08/07/2025
CRIMINALIZATION
"Criminalization is the process through which actions become illegal. Actions become crimes only after they have been culturally or legally defined as crimes. Ideas about what is criminal reach far beyond specific actions. What counts as crime changes across both time and space, and sometimes happens really fast. Often those changes happen because of political forces that are manipulating public fears instead of responding to them.
"Criminalization is also what happens when entire groups of people are targeted by law enforcement for punishment and control. The criminalization of poverty, for example, includes controlling poor people through laws that make everything from public urination to sleeping in the park to participation in informal economies illegal and punishable. The criminalization of youth of color includes directly folding police forces into school security, as well as laws in many cities that forbid young people from gathering in groups as small as three on the street. The criminalization of immigrants means that "foreign looking" people get stopped on the street and in airports more often and are vulnerable to police brutality.

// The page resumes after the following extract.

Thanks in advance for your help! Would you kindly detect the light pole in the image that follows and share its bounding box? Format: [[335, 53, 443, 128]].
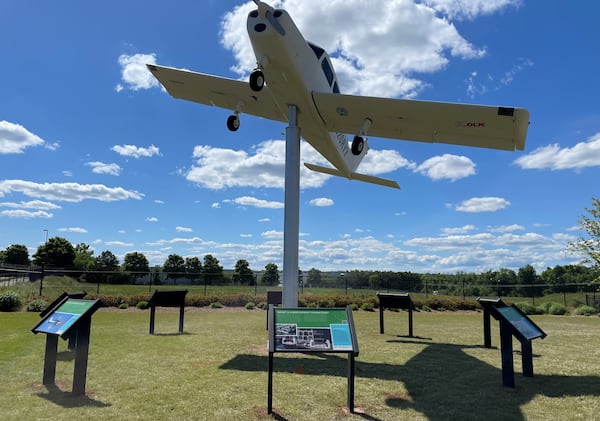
[[40, 230, 48, 297]]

"The process of criminalization is an important piece of the PIC [prison industrial complex]. It is one of the tools that make it possible for police and courts to target specific actions as well as specific groups of people. It sets us up to believe that everyone who breaks a law is a direct threat to us and to our families. Criminalization also adds to the myth that social, political, and economic problems are really law enforcement problems—that safety of all kinds, including economic security, can be guaranteed by watching, controlling and caging the groups of people who suffer most because of poverty or racism."